Stream: brlcad

Topic: license checking


view this post on Zulip Sean (May 13 2020 at 17:07):

I finally got to looking into the new license checking feature @starseeker.

view this post on Zulip Sean (May 13 2020 at 17:07):

It's looking good on the whole, obviously seems to be doing something and if anything, it's a catalog of 3rd party licenses.

view this post on Zulip Sean (May 13 2020 at 17:11):

From a code standpoint, I am a little baffled as to why you went with that particular implementation method (invoking a cmake script instead of calling a function)... was there a reason for that? Necessary? Seems like a bit of complexity that could be eliminated.

There's also complexity and maintenance overhead (non-local undocumented variables in particular) that are concerning.
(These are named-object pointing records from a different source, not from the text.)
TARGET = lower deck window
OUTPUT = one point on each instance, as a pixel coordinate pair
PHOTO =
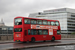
(58, 32)
(45, 32)
(18, 30)
(37, 32)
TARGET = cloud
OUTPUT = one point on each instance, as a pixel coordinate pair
(12, 8)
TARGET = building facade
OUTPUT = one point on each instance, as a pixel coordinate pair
(66, 17)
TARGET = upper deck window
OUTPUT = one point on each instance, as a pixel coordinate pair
(53, 23)
(18, 21)
(27, 21)
(33, 21)
(57, 23)
(39, 21)
(44, 22)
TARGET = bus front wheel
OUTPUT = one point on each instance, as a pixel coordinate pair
(33, 39)
(53, 39)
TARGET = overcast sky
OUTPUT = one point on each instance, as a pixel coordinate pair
(13, 8)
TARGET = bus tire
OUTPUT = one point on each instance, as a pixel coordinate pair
(32, 39)
(53, 38)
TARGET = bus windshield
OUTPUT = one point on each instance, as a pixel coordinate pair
(18, 30)
(18, 21)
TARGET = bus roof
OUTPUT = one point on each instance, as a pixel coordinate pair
(34, 18)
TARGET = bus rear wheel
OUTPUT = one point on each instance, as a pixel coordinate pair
(53, 39)
(32, 39)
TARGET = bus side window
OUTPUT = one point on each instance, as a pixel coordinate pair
(25, 32)
(48, 22)
(52, 23)
(39, 22)
(57, 23)
(27, 21)
(44, 22)
(28, 31)
(45, 32)
(33, 21)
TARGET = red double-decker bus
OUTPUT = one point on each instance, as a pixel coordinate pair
(34, 29)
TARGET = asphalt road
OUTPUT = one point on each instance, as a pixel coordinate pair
(64, 47)
(25, 45)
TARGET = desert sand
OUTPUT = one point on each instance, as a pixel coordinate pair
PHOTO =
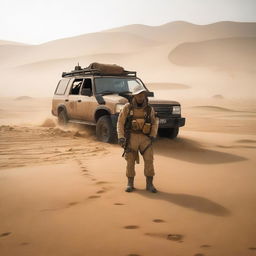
(62, 191)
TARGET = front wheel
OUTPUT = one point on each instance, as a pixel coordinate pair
(105, 131)
(62, 118)
(171, 133)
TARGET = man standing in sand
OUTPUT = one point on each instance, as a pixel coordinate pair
(136, 129)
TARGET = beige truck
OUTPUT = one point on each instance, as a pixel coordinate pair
(95, 96)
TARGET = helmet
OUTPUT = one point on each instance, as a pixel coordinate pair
(138, 89)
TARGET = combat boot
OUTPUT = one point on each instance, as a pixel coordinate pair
(150, 187)
(130, 185)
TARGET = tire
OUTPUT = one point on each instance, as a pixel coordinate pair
(170, 133)
(105, 131)
(62, 118)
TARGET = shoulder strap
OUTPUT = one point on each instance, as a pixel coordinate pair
(128, 121)
(148, 114)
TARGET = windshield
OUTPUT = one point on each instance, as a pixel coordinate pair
(105, 85)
The only docs appear to be the usage statement, which is understandable given you just got it working, but I think it's needed for this to survive given the way it's implemented is all over the place.

The whole processing seems to result from non-local assumptions (e.g., took a while to figure out where embedded_licenses.txt came from). The format of the license files is a mystery too (some unknown format tightly coupled to an undocumented source file. I honestly don't know what to make of it as that knowledge only exists in your head. :)

view this post on Zulip Sean (May 13 2020 at 17:14):

That's all to say that you clearly seem to have gotten it working, which is great, it will have value in the near term.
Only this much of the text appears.